Stormin, ROFLMAO at the picture of your wife walking into the tanning salon and asking for 2 beds. One for her and one for the wood. Please let us know about the outcome of this trip. Could be great on many levels.


----------



## SCR0LL3R (May 28, 2010)

A couple weeks ago I was making some ornaments with purpleheart overlay and I noticed that heat from the blade was making the wood a deeper purple

Sheila wrote about it a few days later in her blog here:
http://lumberjocks.com/scrollgirl/blog/19743

Long story short, since it was small pieces, I experimented with them in the toaster at 300-400 deg. Fahrenheit and they came out a really deep purple color after a minute or two

Here's the difference… Half of the cooked piece was sprayed with shellac to see how it would look. This picture was taken in sunlight









my overlay pieces before applying a finish









If you put wood in your oven please be careful and do so at your own risk


----------



## zlatanv (Jul 18, 2009)

Thanks all, I did notice heat from my drum sander turned spots richer purple. will try sun light, afraid to put it in the oven for warping the pieces, 1/4 in panels. It had a nice color on the outside, once I cut into it, it did look different.

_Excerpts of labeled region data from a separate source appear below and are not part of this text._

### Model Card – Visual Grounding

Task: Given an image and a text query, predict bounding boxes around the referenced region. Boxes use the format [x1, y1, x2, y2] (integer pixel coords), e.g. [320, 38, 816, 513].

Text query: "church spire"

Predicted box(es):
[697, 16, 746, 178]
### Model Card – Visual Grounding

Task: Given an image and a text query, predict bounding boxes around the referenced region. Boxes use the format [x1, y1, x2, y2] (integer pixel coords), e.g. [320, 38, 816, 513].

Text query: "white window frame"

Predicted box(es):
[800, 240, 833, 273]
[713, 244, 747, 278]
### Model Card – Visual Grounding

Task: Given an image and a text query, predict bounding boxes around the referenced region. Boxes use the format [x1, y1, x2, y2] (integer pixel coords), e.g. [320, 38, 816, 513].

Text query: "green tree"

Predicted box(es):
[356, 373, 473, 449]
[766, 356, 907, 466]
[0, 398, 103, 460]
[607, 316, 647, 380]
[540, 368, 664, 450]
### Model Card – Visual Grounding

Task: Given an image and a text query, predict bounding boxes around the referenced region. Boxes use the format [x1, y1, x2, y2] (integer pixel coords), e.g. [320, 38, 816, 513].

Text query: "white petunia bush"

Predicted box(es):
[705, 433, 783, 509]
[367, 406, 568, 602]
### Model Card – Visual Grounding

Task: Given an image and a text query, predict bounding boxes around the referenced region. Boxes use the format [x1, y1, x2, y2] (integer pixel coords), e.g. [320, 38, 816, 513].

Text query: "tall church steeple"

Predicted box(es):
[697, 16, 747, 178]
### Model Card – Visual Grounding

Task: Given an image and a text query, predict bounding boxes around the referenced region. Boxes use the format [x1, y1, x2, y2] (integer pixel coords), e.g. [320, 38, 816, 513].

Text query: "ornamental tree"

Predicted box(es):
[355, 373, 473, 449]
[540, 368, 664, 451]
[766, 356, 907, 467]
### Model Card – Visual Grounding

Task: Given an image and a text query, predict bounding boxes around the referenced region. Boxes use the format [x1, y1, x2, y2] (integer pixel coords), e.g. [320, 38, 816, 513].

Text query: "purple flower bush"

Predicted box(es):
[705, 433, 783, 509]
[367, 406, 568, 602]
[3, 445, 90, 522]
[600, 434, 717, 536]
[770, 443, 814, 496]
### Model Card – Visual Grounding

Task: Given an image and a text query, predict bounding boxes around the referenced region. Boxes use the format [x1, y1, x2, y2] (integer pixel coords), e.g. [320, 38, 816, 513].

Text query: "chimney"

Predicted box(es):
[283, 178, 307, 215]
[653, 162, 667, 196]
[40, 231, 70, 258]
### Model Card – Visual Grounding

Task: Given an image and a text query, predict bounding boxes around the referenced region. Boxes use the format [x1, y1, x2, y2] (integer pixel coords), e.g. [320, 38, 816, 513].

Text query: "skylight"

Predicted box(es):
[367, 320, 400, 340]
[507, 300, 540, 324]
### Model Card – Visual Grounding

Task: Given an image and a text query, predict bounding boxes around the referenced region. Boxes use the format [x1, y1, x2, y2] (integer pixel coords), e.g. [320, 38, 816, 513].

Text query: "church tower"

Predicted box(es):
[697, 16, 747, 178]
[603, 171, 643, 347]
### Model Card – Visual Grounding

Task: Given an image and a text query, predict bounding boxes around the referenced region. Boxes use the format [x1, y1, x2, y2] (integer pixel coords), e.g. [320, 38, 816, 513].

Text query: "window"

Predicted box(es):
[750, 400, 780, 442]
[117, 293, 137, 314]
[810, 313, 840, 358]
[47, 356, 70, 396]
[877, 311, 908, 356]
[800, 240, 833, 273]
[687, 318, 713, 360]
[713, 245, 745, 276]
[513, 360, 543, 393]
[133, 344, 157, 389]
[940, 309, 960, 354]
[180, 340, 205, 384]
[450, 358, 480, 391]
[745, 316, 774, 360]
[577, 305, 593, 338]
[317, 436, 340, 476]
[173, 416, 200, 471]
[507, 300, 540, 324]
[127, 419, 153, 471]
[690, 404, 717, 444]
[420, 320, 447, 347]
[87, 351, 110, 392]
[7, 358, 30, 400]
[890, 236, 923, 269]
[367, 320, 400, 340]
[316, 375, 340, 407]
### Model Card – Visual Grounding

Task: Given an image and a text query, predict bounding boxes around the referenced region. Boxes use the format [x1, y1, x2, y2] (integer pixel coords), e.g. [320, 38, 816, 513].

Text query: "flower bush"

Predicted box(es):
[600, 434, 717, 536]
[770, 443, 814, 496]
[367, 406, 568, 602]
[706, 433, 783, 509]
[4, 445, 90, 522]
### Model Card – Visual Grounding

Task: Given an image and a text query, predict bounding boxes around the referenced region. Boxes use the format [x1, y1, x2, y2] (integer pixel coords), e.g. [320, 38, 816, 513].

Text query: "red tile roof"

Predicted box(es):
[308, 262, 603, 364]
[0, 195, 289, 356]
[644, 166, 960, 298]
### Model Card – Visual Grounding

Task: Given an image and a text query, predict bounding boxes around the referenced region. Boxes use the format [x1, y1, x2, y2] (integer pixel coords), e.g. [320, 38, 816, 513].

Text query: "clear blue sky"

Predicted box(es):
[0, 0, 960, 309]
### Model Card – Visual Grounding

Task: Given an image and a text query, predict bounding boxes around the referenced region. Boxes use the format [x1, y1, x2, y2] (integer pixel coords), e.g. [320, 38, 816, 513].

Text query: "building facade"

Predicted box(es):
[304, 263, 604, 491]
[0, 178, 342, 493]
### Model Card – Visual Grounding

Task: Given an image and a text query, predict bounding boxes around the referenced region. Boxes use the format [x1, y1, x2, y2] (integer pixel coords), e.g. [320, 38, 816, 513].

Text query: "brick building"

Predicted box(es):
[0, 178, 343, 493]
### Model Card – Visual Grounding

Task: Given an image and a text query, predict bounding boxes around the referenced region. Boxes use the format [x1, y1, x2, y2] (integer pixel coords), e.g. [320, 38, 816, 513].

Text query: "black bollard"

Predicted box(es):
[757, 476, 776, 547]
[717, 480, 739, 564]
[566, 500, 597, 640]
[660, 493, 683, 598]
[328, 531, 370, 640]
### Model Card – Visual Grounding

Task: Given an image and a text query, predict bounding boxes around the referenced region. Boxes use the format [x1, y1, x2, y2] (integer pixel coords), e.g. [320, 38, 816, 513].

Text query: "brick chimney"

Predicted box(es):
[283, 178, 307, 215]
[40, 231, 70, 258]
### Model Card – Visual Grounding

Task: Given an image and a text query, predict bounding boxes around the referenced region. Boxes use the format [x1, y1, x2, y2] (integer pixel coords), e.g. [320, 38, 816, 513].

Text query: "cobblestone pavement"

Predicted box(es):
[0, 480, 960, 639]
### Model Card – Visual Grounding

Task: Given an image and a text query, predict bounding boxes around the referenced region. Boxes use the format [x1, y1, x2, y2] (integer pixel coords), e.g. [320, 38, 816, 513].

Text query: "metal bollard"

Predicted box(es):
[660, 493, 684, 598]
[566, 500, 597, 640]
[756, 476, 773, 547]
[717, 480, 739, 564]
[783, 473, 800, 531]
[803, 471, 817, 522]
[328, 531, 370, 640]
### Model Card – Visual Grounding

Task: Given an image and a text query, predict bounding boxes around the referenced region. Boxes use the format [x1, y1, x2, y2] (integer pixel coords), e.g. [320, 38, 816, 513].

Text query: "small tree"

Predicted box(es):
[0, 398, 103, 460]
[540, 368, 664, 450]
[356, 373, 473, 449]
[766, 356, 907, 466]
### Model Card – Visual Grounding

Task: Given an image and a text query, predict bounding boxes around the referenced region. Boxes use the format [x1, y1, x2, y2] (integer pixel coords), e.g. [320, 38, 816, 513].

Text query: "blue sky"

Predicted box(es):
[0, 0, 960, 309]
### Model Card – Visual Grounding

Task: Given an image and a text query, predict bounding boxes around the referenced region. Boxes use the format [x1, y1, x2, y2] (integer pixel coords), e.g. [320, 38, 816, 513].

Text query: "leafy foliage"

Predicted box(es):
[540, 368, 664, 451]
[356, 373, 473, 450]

Tanning the wood, thats funny.


----------



## scrappy (Jan 3, 2009)

My first PurpleHeart bowl turned out VERY purple! I have found from other blogs and forum topics that the heat of sanding and buffing it while still on the lathe helped the color to come out. I noticed that when first cut it was not as vibrant as after I sanded and buffed it.

Scrappy


----------



## twokidsnosleep (Apr 5, 2010)

I read of putting purple heart in the oven at 300 degrees for 30 min. It is supposed to stink like crazy but will deepen the resin color in the wood

Here is is the site, just scroll down to the second title:
http://www.hobbithouseinc.com/personal/woodpics/purpleheart.htm


----------



## zlatanv (Jul 18, 2009)

Left some scrap in the sun today turned a nice purple. Thanks


----------